Le libéralisme veut ouvrir au commerce toutes ses portes. Il n'est pas du tout dans ses intentions de forcer quelqu'un à acheter ou à vendre. Ce qu'il veut, c'est supprimer les gouvernements qui par des interdictions commerciales et par d'autres restrictions apportées aux échanges commerciaux cherchent à priver leurs sujets des avantages que procure la participation au commerce mondial, et qui par là nuisent à l'approvisionnement de tous les hommes. La politique libérale n'a rien de commun avec l'impérialisme qui veut conquérir des territoires pour les isoler du commerce mondial.

Les communautés socialistes ne pourront pas agir autrement que les politiques libéraux ; elles ne pourront pas tolérer que des territoires, envers lesquels la nature s'est montrée prodigue de richesses, soient exclus du trafic, et que des peuples entiers soient empêchés de prendre part à l'échange des biens. Mais cela créera pour le socialisme un problème qu'il ne peut résoudre, parce que seule la société capitaliste peut le faire : le problème de la propriété des moyens de production étrangers.

Dans le monde capitaliste, tel que les libre-échangistes désireraient qu'il fût, les frontières des États sont sans importance. Les flots du commerce passent par-dessus sans que rien les arrête ; elles n'entravent pas l'acheminement des moyens de production immobiliers vers le meilleur chef d'entreprise et elles ne gênent pas non plus l'établissement des moyens de production mobiliers aux endroits qui offrent les conditions de production les plus favorables. La propriété des moyens de production est indépendante de la nationalité. Il y a des placements de capitaux qui sont faits à l'étranger.

Avec le socialisme il en va autrement. Une communauté socialiste ne peut pas posséder en propre des moyens de production qui se trouvent en dehors des frontières de l'État. Elle ne peut non plus faire de placements de capitaux à l'étranger pour en obtenir le plus haut rendement possible. Une Europe socialiste, par exemple, assisterait impuissante au fait suivant : Les Indes socialistes exploitant mal les richesses de leur sol, de sorte que sur le marché des échanges mondiaux elles pourraient fournir moins de biens que si elles étaient soumises à une économie plus rationnelle. Les Européens devraient faire en Europe de nouveaux placements de capitaux moins favorables, tandis qu'aux Indes des conditions de production plus favorables ne pourraient être exploitées à fond, faute de capitaux.
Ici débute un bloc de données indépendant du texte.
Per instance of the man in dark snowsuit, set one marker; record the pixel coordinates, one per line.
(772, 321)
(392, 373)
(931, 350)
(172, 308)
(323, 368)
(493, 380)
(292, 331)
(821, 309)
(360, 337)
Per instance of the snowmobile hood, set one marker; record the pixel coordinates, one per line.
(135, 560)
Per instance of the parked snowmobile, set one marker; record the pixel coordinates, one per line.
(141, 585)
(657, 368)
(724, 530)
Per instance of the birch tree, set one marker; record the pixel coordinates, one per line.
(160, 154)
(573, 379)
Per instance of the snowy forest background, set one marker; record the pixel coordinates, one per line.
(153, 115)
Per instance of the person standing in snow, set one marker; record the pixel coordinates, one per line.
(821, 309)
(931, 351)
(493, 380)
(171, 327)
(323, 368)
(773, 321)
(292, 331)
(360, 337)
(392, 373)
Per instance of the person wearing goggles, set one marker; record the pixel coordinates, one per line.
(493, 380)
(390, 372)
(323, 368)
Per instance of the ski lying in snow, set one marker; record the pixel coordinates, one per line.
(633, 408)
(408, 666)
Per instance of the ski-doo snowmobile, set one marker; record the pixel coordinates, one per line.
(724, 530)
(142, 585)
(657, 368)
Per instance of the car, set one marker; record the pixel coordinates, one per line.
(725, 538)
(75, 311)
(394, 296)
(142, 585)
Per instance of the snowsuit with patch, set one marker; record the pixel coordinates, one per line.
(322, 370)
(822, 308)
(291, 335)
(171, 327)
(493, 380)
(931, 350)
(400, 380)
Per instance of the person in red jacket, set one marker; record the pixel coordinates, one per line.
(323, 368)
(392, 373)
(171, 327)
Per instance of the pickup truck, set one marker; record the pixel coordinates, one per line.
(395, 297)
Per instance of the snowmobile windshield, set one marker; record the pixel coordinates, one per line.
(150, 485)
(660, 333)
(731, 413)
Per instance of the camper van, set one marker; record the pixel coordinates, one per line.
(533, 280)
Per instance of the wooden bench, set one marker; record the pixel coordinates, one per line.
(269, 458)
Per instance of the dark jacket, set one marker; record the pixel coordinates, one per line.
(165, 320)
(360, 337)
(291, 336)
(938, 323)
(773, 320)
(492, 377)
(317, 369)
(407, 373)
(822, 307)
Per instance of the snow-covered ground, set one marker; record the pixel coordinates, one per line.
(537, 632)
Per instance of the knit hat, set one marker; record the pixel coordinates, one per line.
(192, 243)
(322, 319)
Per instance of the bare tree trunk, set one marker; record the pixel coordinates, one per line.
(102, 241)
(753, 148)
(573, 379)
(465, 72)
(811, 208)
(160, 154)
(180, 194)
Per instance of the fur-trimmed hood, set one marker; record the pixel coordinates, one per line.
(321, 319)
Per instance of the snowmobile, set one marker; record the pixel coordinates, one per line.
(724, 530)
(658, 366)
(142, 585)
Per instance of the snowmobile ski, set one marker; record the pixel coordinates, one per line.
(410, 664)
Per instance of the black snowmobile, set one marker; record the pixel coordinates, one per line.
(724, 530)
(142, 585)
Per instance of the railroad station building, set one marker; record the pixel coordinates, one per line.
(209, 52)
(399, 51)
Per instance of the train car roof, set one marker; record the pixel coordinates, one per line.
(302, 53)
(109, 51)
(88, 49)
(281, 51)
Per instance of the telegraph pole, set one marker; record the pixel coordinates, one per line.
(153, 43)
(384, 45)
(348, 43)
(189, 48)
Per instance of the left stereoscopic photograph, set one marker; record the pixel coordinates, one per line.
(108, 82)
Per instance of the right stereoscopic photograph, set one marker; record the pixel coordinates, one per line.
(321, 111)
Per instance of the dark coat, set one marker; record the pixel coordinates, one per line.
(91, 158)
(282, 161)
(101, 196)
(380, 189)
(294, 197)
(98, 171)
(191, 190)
Une juxtaposition de communautés socialistes indépendantes, qui ne seraient reliées entre elles que par des échanges de biens, s'avérerait insensée. Il en naîtrait des situations qui, en dehors d'autres considérations, suffiraient à abaisser considérablement la productivité.

Ces difficultés seront insurmontables, tant qu'on laissera subsister l'une à côté de l'autre des communautés socialistes indépendantes. Pour les surmonter, il faudrait que les communautés socialistes isolées fussent réunies en une communauté unique embrassant le monde entier.

Note

[1] Il est superflu de discuter les plans d'autarcie, lancés bruyamment par les innocents gens de lettres du "Tat". (Cf. Fried, Das Ende des Kapitalismus, Iéna, 1931). L'autarcie rabaisserait beaucoup plus les conditions de vie du peuple allemand que ne l'eût fait la charge des répartitions même centuplée.